ジャンプスターターとは、バッテリーが上がってしまった車のエンジンを
再始動させるためのアイテムです。
以前、以下のジャンプスターターを購入して、
電動リール用の電源として、ときどき活用していました。

そして、ふと新たな疑問がわいてきました。
「このジャンプスターターを、
エレキモーターの電源として使ったらどうなるのか?」
商品の説明では、
・8Lガソリンエンジンを始動できる
・12V22000mAh
・ピーク電流2000A
と、数字だけ見るとかなりのハイパワーに思えます。
22000mAhということは、単純計算で 22Ah。
もし本当に「12Vで22Ah」あるのなら、なかなかの容量です。
私が使う予定の、
ハイガーの20lbモデル(約200W)の場合、必要電流は、
200W ÷ 12V = 約16.7A
となります。
仮にこのジャンプスターターが「本当に12Vで22Ah」あるなら、
22Ah ÷ 16.7A = 約1.32時間(約79分)
稼働できる計算になります。
ただし…ここが疑問点
現在のリチウムイオンバッテリーの相場だと、
- 12V 10Ah = 約1万円前後
という価格帯です。
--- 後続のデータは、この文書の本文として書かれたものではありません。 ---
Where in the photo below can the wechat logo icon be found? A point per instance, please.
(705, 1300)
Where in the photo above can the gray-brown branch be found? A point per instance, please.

なので、
12V 22Ahが7,000円前後
という価格は、にわかには信じがたい安さです。
半額以下ですから、、、
最近エレキモーターを購入し、先日届いたので、
実際にジャンプスターターでどれくらい動くのか試してみれば、
この疑問もはっきりしそうです。
エレキモーターでテスト開始
まず最初に、そもそもこのジャンプスターターで
このエレキモーターが動くのかをテストしました。
結果は、問題なく回転。
ひとまず、出力自体は足りているようです。
空回転はエレキのモーターに良くないので、
クーラーボックスに水を溜め、その中で回転させることにしました。

テストの条件としては、
- 速度は「1」か「2」が選べますが、速い方の「2」を選択。
- 連続稼働もモーターに負担がかかるので、
10分回転 →10分休憩、を繰り返し、何分稼働するか計測します。
以下では、ジャンプスターター側とエレキモーター側、
それぞれに搭載されているバッテリー残量表示(%)が変化したタイミングになります。
開始時(残量表示)
- ジャンプスターター→100%
- エレキモーター →100%
6分経過時(残量表示)
- ジャンプスターター→75%
- エレキモーター →100%
19分経過時(残量表示)
- ジャンプスターター→50%
- エレキモーター →100%
27分経過時(残量表示)
- ジャンプスターター→0%
- エレキモーター →20%
モーターの音が明らかに弱くなったと感じたその瞬間、
エレキ側で「100%」と表示されていた残量ランプがフッと消灯。
続いて、すぐに50%ランプも消えてしまいました。
同時にジャンプスターター側もランプがすべて消灯しました。
モーターの回転を止めても、ジャンプスターター側の表示はまったく復活しません。
一方でエレキ側は、停止すると再び100%まで点灯しますが、
再度モーターを回すと、またすべて消えてしまいます。
今回の検証で、エレキが実際に回転できた時間は
わずか27分
という結果になりました。
使えた時間からジャンプスターターの容量が確定
このエレキモーターが27分しか使えなかったということは、
■ 消費電流
200W ÷ 12V = 約16.7A
■ 使用時間
27分 = 0.45時間
■ 実際に使えた容量(Ah)
16.7A×0.45時間=約7.5Ah
今回の実測結果から、このジャンプスターターの容量は
12V換算で約7.5Ah という結論になりました。
商品説明では「22000mAh(22Ah)」と記載されていますが、
どうやらこれは12Vではなく、
3.2V基準での容量表記だったようです。
12Vで見ると約7~8Ah相当。
価格は8,000円なので、
現在の相場と比べても特別安いわけではありません。
そもそもジャンプスターターは、
瞬間的に大電流を流して
バッテリー上がりのエンジンを始動させるために設計されたもの。
連続放電は想定していないので、電気容量も大きくないのだと思います。
今回の検証結果から見ても、
エレキモーター用途では容量的に全く足りてません。
エレキ用途なら、12V基準で少なくとも50Ahは必要でしょう。
消費電力の少ない電動リールのような用途であれば、
容量的にも十分。
コンパクトで持ち運びやすい点などメリットはあるんですけどね。